EZ bevestigt dat marktpartijen naar de rechter kunnen gaan en dat dat wel eens lang kan gaan duren, zeker als een zaak bij het Europees Hof komt. Die doorlooptijden zijn een punt van zorg in een dynamische telecommarkt.
EZ schat in dat Nederland inderdaad strenger zal zijn dan sommige andere landen. Berec is tegen negatieve prijsdiscriminatie, maar wijst positieve prijsdiscriminatie niet op voorhand af. “Het lijkt er meer op dat in een groot deel van de andere lidstaten anders wordt aangekeken tegen positieve prijsdiscriminatie in het algemeen”, schrijft minister Kamp. Dit kan ertoe leiden dat de Europese Commissie een inbreukprocedure begint tegen Nederland.
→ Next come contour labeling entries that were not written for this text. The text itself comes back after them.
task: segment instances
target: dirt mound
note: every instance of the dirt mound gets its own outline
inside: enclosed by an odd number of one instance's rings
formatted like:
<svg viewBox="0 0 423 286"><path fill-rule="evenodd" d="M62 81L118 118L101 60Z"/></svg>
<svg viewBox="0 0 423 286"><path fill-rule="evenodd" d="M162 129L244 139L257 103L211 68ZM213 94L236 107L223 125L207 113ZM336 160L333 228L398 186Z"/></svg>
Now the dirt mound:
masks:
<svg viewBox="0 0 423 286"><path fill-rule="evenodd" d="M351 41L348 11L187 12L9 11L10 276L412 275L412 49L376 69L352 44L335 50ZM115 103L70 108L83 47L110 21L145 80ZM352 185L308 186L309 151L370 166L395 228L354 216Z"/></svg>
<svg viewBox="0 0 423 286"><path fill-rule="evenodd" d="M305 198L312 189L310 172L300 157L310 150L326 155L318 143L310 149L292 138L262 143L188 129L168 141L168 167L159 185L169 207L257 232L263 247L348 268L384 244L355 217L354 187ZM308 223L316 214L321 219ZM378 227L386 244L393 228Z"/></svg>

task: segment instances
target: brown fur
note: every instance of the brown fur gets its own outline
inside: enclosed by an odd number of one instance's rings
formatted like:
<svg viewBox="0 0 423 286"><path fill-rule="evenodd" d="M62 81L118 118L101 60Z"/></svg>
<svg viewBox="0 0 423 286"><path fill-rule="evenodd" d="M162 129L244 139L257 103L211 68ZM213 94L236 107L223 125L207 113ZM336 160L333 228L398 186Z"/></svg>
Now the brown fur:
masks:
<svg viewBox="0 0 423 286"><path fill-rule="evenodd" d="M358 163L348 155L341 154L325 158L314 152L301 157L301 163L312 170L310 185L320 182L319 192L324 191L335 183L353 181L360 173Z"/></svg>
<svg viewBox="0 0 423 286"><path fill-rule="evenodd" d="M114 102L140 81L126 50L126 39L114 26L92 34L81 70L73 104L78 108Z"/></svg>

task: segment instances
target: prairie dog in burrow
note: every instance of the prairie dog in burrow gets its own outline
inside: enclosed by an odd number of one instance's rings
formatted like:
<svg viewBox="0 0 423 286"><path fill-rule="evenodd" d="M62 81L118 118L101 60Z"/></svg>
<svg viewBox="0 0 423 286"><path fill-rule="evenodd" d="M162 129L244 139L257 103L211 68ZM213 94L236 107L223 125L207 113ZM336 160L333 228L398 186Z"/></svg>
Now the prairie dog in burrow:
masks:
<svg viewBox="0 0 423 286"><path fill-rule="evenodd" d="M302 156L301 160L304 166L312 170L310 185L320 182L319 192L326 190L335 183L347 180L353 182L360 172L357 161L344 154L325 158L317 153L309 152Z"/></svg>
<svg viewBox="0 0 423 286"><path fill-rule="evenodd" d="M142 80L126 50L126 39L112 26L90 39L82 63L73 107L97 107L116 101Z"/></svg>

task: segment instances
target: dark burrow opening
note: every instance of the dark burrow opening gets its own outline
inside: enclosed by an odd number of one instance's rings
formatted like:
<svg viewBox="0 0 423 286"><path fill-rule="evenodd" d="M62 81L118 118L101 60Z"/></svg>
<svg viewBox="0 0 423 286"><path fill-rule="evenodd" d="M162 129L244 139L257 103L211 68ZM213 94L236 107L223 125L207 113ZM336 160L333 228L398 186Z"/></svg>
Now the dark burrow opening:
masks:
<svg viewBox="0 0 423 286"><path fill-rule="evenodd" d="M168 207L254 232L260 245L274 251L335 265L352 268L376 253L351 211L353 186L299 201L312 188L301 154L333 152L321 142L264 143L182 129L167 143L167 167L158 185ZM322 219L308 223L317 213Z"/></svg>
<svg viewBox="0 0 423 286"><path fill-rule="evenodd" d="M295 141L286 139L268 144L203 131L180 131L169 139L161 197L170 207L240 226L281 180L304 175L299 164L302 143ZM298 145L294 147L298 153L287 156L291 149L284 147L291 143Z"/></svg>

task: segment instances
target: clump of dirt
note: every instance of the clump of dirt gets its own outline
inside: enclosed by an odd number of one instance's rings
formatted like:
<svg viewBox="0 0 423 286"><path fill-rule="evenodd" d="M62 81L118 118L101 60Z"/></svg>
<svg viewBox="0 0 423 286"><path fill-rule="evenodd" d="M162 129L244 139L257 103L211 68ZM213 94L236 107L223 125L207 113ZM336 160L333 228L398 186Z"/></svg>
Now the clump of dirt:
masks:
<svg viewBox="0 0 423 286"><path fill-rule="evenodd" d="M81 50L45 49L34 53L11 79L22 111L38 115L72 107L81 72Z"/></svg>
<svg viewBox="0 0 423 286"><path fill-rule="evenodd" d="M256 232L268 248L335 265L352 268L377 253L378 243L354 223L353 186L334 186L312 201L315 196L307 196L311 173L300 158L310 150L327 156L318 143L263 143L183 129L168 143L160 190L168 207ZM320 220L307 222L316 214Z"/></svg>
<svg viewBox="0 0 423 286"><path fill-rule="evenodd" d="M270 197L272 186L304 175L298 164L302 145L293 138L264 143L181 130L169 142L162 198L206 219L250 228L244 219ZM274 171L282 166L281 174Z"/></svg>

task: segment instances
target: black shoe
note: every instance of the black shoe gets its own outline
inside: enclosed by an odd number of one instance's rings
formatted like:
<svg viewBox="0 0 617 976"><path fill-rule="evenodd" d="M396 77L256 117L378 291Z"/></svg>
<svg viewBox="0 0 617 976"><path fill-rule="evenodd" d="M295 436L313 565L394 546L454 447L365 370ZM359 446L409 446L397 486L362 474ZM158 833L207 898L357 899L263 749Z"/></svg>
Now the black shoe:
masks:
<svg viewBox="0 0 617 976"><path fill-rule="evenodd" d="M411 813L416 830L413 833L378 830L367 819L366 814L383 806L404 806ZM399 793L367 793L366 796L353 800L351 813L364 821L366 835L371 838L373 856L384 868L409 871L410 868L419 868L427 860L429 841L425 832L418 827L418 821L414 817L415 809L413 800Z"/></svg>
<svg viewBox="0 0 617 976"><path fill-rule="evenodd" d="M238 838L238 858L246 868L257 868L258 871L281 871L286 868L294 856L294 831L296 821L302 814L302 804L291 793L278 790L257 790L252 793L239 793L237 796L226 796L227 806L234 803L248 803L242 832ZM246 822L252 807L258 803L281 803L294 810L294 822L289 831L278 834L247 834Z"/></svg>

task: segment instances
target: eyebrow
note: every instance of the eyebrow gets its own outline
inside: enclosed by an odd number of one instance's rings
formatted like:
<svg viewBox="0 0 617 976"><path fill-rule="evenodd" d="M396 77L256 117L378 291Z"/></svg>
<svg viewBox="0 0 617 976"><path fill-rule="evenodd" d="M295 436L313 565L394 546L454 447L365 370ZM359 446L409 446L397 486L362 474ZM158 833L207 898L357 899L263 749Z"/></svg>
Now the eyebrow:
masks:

Nederland ziet die ruimte voor positieve discriminatie echter niet en zal daaraan vasthouden.
EZ heeft deze nadere memorie van antwoord geschreven vóórdat Berec haar definitieve richtsnoeren heeft gepubliceerd. De definitieve versie van die – niet bindende – richtsnoeren bevat inderdaad geen absoluut verbod op positieve prijsdiscriminatie, ofwel zero-rating. Zowel Berec als de Europese Commissie bevestigt dat er dus verschillen kunnen ontstaan tussen landen. Berec gaat echter niet over nationale wetgeving. De Europese Commissie kan nog geen standpunt innemen over de Nederlandse wet, aangezien die nog in de Eerste Kamer moet worden afgerond.
De Eerste Kamer heeft netneutraliteit geagendeerd voor de commissievergadering van 13 september.